1980s, feature film, Terrorism

Jon Hamm Can’t Carry Beirut

Jon Hamm may have been great in Mad Men, but he’s not that great starring in a major movie like Beirut.

There are other problems with the film, notably the script, but I just didn’t buy Hamm playing a labor negotiator cum spy in Beirut. He’s playing true to form, as a middle-aged, unhappy alcoholic.It worked in Mad Men perhaps, because that TV show took place in the U.S. in the 1960s advertising world, filled with stick men playing sophisticates.

This time, though, he’s playing a true sophisticate shattered by his wife’s violent death in 1972 Lebanon, and an alcoholic ten years later with nothing to look forward to.

The movie begins with a scene of Hamm playing host to a party in Lebanon attended by his wife,the U.S. ambassador, and assorted CIA men. It’s immediately apparent that Hamm is simply mouthing platitudes in what becomes a draining and cliche-ridden script.

At the party, a 13-year-old Middle Eastern boy that Hamm and his wife are trying to adopt is serving canapes. Hamm is summoned away and soon learns that the 13-year-old is the brother of a terrorist who made his name at the Munich Olympics. Violence ensues, and the boy is kidnapped while Hamm’s wife is killed.

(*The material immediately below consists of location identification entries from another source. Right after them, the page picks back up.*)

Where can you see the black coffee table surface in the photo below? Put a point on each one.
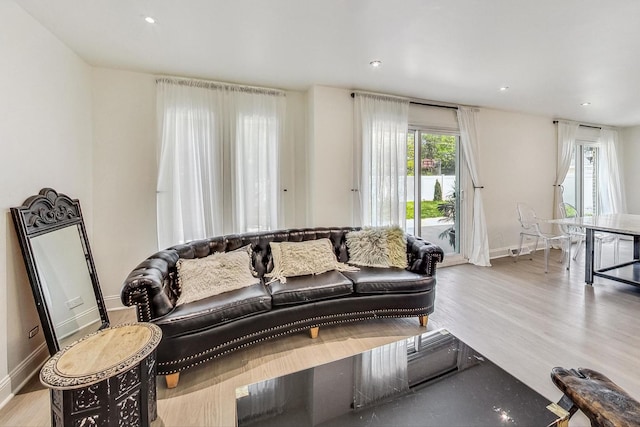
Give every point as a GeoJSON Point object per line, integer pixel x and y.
{"type": "Point", "coordinates": [433, 379]}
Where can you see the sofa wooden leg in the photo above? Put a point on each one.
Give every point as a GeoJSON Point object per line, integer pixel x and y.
{"type": "Point", "coordinates": [172, 380]}
{"type": "Point", "coordinates": [423, 320]}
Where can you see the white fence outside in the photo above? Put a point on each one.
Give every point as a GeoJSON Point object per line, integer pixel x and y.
{"type": "Point", "coordinates": [428, 184]}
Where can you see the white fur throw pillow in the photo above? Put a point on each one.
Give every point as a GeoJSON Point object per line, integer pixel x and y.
{"type": "Point", "coordinates": [217, 273]}
{"type": "Point", "coordinates": [300, 258]}
{"type": "Point", "coordinates": [378, 247]}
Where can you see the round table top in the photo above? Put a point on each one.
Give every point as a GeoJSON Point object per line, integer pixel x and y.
{"type": "Point", "coordinates": [100, 355]}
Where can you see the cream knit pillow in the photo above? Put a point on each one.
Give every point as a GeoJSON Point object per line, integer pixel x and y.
{"type": "Point", "coordinates": [217, 273]}
{"type": "Point", "coordinates": [300, 258]}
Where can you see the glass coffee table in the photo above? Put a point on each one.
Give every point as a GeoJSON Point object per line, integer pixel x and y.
{"type": "Point", "coordinates": [433, 379]}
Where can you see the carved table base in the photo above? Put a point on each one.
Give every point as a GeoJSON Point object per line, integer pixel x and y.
{"type": "Point", "coordinates": [106, 379]}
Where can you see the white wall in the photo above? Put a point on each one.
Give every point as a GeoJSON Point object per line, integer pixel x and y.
{"type": "Point", "coordinates": [330, 141]}
{"type": "Point", "coordinates": [46, 137]}
{"type": "Point", "coordinates": [125, 170]}
{"type": "Point", "coordinates": [517, 164]}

Ten years later, Hamm is summoned back to Lebanon to work as a negotiator. He doesn’t learn the details of his mission until he arrives there. Enter Rosamund Pike, a vision in dowdy 1980s clothing. She is a “skirt” whose purpose is to keep Hamm under control.

It turns out that Hamm is in Beirut to help his friend from the long ago party escape from kidnappers. The rest of the film is pretty predictable. Of course the 13-year-old has grown up to become a terrorist, and of course he has mixed feelings about Hamm’s character. He demands that his brother, of Munich fame, be exchanged for Hamm’s friend.

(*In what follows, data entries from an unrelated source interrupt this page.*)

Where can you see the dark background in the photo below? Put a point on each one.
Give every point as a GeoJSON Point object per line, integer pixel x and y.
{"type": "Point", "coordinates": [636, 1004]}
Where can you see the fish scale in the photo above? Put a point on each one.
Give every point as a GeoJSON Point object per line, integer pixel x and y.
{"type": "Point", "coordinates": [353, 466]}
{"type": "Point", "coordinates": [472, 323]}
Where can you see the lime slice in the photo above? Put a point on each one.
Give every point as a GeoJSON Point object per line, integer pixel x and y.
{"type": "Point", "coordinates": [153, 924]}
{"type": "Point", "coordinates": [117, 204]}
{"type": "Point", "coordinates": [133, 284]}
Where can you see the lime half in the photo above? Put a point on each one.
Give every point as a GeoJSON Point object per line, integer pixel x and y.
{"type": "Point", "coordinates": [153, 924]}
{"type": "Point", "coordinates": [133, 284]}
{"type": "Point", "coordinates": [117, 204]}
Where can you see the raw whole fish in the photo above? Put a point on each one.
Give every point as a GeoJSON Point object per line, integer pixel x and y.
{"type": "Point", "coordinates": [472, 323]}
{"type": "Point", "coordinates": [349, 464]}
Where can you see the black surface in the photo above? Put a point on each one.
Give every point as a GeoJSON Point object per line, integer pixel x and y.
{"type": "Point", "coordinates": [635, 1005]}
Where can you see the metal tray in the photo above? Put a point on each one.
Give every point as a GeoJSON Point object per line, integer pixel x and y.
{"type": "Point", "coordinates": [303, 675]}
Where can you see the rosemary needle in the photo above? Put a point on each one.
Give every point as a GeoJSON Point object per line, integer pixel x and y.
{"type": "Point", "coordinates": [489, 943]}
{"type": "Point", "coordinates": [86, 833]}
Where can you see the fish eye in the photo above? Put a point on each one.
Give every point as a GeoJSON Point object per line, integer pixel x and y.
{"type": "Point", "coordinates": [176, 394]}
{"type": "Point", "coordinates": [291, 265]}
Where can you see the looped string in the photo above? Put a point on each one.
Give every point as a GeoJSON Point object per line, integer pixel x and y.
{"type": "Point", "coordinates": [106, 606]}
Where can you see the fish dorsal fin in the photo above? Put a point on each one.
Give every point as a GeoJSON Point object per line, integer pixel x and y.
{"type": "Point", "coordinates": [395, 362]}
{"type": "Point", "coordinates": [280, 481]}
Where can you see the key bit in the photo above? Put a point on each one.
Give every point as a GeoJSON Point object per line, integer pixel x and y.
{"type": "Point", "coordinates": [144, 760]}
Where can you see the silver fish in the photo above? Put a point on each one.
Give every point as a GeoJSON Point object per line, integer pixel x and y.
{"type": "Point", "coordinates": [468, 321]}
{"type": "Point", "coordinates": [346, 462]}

A significant portion of the film is taken up with finding the lost brother, who ends up being in the custody of the PLO.

About the only bright spot in the movie is Shea Whigham, who plays a baddie in the CIA. He of course, is outed in the end, and it all comes to a satisfactory conclusion, with Rosamund Pike going against her colleagues and saving the day. Very convenient, but the whole movie experience was a drag, one I wanted to walk out on.